Lock jokes that he imagines the biggest pushback will come from fans on Twitter if his seasonlong touchdown total dips. But the quarterback learned as a freshman to delete the social media app in-season, so he can only drum up that digital antagonism in his imagination. For instance: This fall, Missouri designed a bobblehead for season-ticket holders, which depicts the quarterback ready to pass. When the first mock-up of the figurine was released, Lock had two complaints: Bobblehead Drew had brown eyes (Actual Drew’s eyes are blue) and was holding the football “like he was holding a dessert tray.” In the final version, the grip was altered to look more like that of a future first-round pick. The eyes? They’re still brown, but Lock is unconcerned. In fact, when it comes to the bobblehead, he’s most interested in how fans might turn to destroying it: “I can’t wait until I get the first video of someone throwing it off their balcony if I throw a pick or something.”
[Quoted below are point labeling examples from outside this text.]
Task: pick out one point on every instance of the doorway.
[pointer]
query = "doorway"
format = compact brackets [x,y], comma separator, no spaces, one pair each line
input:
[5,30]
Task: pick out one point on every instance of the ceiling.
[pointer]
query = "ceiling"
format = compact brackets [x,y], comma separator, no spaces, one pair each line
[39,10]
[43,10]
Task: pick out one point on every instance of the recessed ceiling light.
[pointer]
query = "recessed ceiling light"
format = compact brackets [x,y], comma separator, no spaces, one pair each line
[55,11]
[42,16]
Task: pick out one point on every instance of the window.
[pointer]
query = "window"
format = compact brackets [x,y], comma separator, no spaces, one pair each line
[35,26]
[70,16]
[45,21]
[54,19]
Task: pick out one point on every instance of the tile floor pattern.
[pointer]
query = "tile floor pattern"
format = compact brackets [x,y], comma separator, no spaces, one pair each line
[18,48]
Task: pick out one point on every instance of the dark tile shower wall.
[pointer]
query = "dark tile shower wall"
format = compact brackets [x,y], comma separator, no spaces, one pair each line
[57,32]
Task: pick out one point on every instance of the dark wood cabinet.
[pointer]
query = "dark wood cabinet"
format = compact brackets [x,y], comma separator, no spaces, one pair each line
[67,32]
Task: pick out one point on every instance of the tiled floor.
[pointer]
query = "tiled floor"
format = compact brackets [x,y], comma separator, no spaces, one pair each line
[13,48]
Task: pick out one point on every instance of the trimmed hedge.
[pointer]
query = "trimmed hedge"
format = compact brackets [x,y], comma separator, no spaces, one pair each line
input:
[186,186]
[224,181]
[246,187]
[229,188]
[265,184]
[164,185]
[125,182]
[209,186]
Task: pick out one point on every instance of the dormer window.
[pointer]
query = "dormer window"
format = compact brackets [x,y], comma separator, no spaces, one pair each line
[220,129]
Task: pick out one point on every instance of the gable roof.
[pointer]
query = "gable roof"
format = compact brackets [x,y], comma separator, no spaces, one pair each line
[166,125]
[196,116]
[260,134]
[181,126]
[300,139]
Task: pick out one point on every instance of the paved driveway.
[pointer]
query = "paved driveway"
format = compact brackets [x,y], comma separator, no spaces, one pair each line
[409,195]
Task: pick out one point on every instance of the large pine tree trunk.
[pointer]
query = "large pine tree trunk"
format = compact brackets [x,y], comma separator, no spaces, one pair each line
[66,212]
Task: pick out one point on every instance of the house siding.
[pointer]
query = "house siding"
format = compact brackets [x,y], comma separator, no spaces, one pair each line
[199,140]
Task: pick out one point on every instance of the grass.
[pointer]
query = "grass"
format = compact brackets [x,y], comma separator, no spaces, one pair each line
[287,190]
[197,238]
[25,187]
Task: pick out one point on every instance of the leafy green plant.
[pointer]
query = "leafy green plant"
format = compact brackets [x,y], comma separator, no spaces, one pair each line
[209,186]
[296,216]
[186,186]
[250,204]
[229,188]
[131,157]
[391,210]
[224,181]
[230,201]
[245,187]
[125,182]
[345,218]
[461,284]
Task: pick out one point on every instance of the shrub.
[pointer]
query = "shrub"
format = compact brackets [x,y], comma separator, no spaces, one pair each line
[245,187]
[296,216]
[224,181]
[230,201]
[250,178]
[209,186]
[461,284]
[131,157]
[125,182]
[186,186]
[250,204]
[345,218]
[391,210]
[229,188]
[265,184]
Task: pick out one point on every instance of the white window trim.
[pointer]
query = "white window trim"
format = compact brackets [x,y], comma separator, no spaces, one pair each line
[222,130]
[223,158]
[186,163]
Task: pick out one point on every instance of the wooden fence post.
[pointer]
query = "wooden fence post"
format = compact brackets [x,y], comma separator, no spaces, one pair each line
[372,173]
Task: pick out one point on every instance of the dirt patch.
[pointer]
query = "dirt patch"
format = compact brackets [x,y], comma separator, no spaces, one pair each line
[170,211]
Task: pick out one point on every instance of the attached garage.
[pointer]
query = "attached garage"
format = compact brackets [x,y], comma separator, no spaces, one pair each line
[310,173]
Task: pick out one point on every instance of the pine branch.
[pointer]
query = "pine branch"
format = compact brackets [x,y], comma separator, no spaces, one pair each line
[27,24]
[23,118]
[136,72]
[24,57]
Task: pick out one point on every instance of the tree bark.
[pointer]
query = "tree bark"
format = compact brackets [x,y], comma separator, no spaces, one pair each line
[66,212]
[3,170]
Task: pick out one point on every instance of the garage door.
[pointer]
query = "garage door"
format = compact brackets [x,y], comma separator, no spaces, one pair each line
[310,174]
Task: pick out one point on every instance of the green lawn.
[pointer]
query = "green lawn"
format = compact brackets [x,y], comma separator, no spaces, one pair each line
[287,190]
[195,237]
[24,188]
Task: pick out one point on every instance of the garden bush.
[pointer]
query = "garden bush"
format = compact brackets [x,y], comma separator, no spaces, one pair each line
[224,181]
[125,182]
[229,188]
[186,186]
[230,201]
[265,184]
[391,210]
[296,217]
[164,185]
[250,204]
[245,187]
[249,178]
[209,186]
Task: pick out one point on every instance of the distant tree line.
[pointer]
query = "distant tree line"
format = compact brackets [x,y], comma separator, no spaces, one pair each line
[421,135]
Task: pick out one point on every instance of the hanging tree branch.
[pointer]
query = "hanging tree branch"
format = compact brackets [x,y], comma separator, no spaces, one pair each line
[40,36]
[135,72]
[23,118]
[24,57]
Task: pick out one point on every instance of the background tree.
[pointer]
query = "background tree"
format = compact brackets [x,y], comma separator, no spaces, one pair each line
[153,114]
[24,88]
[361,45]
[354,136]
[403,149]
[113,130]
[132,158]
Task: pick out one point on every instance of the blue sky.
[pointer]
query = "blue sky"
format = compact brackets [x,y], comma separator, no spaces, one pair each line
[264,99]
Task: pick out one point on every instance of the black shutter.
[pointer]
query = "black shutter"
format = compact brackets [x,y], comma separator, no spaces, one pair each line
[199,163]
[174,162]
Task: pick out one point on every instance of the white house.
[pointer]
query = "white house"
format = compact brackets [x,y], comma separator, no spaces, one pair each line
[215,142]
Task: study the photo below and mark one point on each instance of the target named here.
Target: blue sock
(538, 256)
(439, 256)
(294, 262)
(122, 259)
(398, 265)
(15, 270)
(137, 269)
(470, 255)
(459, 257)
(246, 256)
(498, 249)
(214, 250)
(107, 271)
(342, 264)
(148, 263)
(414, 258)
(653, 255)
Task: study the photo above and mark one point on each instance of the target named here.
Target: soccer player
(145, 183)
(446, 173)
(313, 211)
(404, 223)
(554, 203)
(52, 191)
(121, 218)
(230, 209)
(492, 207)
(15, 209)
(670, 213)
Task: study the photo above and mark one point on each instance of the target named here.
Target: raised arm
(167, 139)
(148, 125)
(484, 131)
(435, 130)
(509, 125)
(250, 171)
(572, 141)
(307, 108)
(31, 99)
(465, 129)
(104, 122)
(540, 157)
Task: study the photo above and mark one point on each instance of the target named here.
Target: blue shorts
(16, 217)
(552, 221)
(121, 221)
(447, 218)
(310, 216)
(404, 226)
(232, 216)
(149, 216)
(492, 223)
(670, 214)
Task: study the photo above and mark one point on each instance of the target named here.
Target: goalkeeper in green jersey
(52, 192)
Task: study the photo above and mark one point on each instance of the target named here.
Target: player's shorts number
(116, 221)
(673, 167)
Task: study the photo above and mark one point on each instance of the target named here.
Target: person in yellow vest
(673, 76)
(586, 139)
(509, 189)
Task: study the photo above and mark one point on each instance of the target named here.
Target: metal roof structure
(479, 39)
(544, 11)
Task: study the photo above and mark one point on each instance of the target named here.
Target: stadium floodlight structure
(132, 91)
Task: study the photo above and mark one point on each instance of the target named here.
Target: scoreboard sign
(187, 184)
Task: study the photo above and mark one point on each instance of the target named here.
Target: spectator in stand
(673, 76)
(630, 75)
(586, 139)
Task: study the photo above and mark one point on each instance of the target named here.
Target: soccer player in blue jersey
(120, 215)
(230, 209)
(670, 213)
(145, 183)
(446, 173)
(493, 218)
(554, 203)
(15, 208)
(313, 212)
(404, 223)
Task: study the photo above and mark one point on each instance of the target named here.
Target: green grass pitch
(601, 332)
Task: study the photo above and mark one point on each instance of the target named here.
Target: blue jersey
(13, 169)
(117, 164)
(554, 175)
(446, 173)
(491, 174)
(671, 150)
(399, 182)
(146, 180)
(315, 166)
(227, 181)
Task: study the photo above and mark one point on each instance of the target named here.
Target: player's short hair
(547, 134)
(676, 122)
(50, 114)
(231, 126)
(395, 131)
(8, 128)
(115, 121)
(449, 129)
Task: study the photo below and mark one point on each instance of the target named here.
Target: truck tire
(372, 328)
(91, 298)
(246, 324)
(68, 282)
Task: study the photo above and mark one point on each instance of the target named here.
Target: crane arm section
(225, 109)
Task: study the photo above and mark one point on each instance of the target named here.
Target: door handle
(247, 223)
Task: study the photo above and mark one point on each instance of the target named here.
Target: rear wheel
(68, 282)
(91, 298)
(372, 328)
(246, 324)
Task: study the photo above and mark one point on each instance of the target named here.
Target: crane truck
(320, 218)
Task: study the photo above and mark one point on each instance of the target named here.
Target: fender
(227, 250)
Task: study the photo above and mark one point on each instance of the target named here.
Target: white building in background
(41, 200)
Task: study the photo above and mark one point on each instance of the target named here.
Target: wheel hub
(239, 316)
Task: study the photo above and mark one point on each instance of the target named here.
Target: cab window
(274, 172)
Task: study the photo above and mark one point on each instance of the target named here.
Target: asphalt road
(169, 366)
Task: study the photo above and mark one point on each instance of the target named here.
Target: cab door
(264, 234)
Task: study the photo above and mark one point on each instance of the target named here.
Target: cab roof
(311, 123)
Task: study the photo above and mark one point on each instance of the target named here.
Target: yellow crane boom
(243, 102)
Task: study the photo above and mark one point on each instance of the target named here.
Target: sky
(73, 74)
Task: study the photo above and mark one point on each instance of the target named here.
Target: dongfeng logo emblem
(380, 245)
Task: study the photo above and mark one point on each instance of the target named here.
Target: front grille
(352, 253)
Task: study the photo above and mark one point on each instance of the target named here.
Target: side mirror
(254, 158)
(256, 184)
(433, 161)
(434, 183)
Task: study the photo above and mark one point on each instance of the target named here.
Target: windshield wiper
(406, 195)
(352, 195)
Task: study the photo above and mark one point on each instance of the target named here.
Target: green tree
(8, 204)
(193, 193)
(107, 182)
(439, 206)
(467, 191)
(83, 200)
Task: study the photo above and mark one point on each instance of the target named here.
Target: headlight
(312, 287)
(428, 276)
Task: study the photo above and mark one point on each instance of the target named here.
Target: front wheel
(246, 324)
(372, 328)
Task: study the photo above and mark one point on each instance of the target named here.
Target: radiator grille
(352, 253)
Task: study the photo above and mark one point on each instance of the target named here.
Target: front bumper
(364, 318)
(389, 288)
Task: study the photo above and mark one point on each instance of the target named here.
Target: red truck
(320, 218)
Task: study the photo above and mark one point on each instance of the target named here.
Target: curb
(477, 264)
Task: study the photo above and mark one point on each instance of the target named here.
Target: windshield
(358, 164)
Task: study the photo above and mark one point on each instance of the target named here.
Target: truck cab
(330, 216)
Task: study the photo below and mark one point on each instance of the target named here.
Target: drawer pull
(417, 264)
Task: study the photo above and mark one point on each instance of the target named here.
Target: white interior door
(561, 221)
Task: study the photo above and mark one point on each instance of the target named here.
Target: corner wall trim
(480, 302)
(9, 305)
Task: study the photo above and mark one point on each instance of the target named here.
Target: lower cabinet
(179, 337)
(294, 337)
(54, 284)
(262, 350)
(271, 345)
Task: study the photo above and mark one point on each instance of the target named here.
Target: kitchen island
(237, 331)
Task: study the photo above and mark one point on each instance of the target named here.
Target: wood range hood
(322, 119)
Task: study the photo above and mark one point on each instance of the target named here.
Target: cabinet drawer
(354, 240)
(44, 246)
It should come as no surprise, then, that Lock posed for a selfie with the Purdue fan who posted up in the front row of Ross-Ade Stadium last Saturday with a sign reading “Mizzou Still Sucks.” He’s grinning ear-to-ear, eating it up: the sign, the win, the mangled bobbleheads that exist, more than likely, nowhere but in the quarterback’s imagination.
“The fun part for me the past couple of years,” Lee’s Summit football coach Eric Thomas says, “is starting to see that little bit of swagger come back, that little bit of edge. I don’t think he’d be what he is now had he not had to go through that. If he’d walked in his freshman year and everything had been sunshine and roses ... he wouldn’t be as good as he is.”